Dalam arti, Allah menakdirkan terciptanya anak zina tersebut sebagai hasil
percampuran air mani laki-laki itu dengan wanita yang dizinainya.
Akan tetapi secara hukum
syar’i, anak itu bukan anaknya karena tercipta dengan sebab yang tidak
dibenarkan oleh syariat, yaitu perzinaan. Permasalahan ini masuk dalam keumuman
sabda Rasulullah:
الْوَلَدُ لِلْفِرَاشِ وَلِلْعَاهِرِ
الْحَجَرُ
“Anak yang lahir untuk
pemilik kasur (artinya, anak yang dilahirkan oleh istri seseorang atau budak
wanitanya adalah miliknya), dan seorang pezina tidak punya hak pada anak hasil
perzinaannya.” [HR. Al-Bukhari dan Muslim dari Abu Hurairah dan ‘Aisyah]
Dengan demikian, jika
seorang lelaki menghamili seorang wanita dengan perzinaan kemudian dia
bermaksud menikahinya dengan alasan untuk menutup aib dan menyelamatkan nasab
anak tersebut, maka hal itu haram atasnya dan pernikahannya tidak sah, karena
anak tersebut bukan anaknya menurut hukum syar’i.
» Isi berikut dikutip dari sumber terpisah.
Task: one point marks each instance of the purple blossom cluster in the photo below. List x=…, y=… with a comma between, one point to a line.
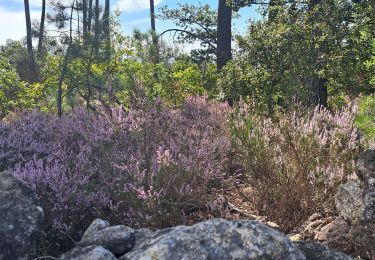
x=294, y=161
x=147, y=166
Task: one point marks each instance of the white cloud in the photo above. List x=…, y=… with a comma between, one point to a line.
x=13, y=25
x=132, y=6
x=32, y=3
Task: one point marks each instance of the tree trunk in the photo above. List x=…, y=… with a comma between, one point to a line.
x=41, y=29
x=89, y=16
x=97, y=27
x=106, y=27
x=152, y=15
x=84, y=17
x=273, y=9
x=155, y=41
x=224, y=34
x=30, y=53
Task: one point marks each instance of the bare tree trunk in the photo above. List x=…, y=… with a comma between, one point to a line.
x=89, y=16
x=84, y=17
x=106, y=27
x=152, y=15
x=224, y=34
x=29, y=42
x=64, y=66
x=97, y=27
x=155, y=54
x=318, y=84
x=41, y=29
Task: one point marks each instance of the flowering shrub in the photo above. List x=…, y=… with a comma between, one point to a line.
x=294, y=161
x=149, y=166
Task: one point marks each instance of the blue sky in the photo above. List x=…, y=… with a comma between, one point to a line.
x=134, y=14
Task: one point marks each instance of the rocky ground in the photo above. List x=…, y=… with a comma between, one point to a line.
x=351, y=232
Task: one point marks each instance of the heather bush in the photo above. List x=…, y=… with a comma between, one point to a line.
x=294, y=161
x=148, y=166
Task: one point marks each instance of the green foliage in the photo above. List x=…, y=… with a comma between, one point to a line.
x=365, y=119
x=279, y=59
x=14, y=93
x=294, y=161
x=194, y=23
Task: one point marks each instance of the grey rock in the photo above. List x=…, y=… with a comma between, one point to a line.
x=117, y=239
x=88, y=253
x=316, y=251
x=96, y=225
x=216, y=239
x=20, y=218
x=348, y=201
x=363, y=229
x=336, y=235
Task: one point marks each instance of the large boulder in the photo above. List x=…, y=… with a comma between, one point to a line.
x=348, y=201
x=216, y=239
x=363, y=228
x=88, y=253
x=316, y=251
x=212, y=239
x=20, y=218
x=117, y=239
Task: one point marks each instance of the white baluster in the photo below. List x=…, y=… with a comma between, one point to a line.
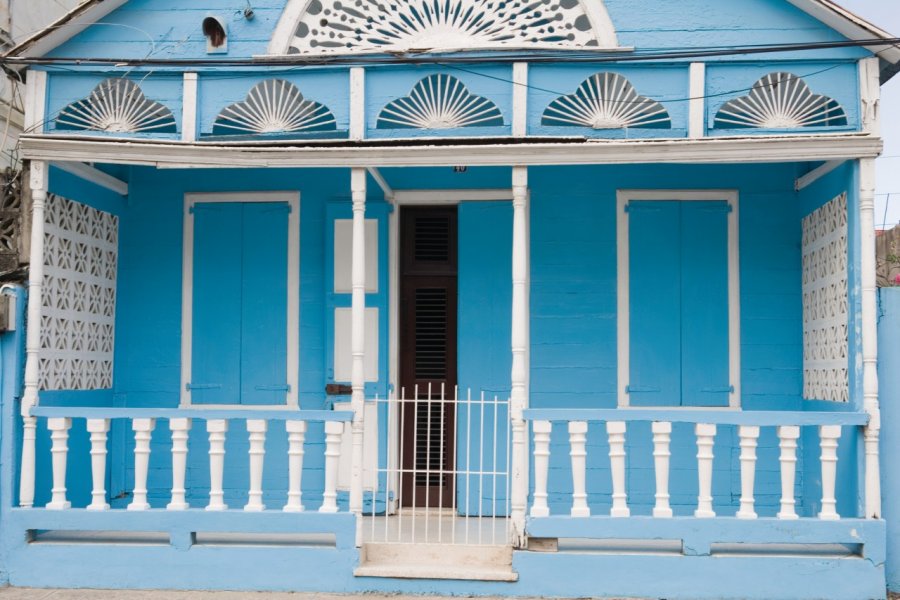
x=787, y=441
x=216, y=428
x=748, y=434
x=616, y=432
x=256, y=430
x=59, y=434
x=296, y=431
x=98, y=428
x=542, y=430
x=143, y=428
x=333, y=432
x=828, y=437
x=578, y=452
x=179, y=428
x=706, y=435
x=662, y=437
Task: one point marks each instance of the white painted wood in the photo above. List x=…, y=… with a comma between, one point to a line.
x=520, y=100
x=749, y=436
x=662, y=437
x=357, y=103
x=578, y=454
x=623, y=317
x=816, y=174
x=616, y=432
x=542, y=430
x=343, y=338
x=787, y=442
x=59, y=435
x=869, y=301
x=706, y=435
x=697, y=108
x=189, y=108
x=256, y=433
x=98, y=428
x=828, y=440
x=180, y=429
x=293, y=289
x=143, y=430
x=333, y=431
x=296, y=431
x=216, y=429
x=520, y=366
x=95, y=176
x=343, y=247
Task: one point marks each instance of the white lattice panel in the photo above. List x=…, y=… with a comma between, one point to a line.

Ini adalah pendapat jumhur
(mayoritas) ulama sebagaimana dalam Al-Mughni (6/184-185) dan Syarah
Bulughul Maram karya Asy-Syaikh Ibnu ‘Utsaimin pada Bab ‘Iddah wal
ihdad wal istibra, ini pula yang difatwakan oleh Al-Lajnah Ad-Da`imah,
20/387-389.
Berdasarkan hal ini,
seluruh hukum nasab antara keduanya pun tidak berlaku, diantaranya:
a. Keduanya tidak saling
mewarisi.
b. Lelaki tersebut tidak
wajib memberi nafkah kepadanya.
c. Lelaki tersebut bukan
mahram bagi anak itu (jika dia wanita) kecuali apabila lelaki tersebut menikah
dengan ibu anak itu dan telah melakukan hubungan (sah) suami-istri, yang
tentunya hal ini setelah keduanya bertaubat dan setelah anak itu lahir, maka
anak ini menjadi rabibah-nya sehingga menjadi mahram.
d. Lelaki tersebut tidak
bisa menjadi wali anak itu dalam pernikahan (jika dia wanita).
Namun bukan berarti
laki-laki tersebut boleh menikahi putri zinanya. Yang benar dalam masalah ini,
dia tidak boleh menikahinya, sebagaimana pendapat jumhur yang dipilih oleh
Syaikhul Islam dan Asy-Syaikh Ibnu ‘Utsaimin. Karena anak itu adalah putrinya
secara hukum kauni qadari berasal dari air maninya, sehingga merupakan darah
dagingnya sendiri.
Dalil yang paling kuat
dalam hal ini adalah bahwasanya seorang laki-laki tidak boleh menikahi anak
susuannya yang disusui oleh istrinya dengan air susu yang diproduksi dengan
sebab digauli olehnya sehingga hamil dan melahirkan. Kalau anak susuan
seseorang saja haram atasnya, tentu seorang anak zina yang berasal dari air
maninya dan merupakan darah dagingnya sendiri lebih pantas untuk dinyatakan
haram atasnya. (Lihat Majmu’ Fatawa, 32/134-137, 138-140, Asy-Syarhul
Mumti’, 5/170)
Para ulama menyatakan
bahwa seorang anak zina dinasabkan kepada ibu yang melahirkannya, dan keduanya
saling mewarisi. Jadi nasab anak tersebut dari jalur ayah tidak ada. Yang ada
hanyalah nasab dari jalur ibunya.
Di antara dalil yang menunjukkan
hal ini adalah bahwasanya suami istri yang melakukan li’an[3]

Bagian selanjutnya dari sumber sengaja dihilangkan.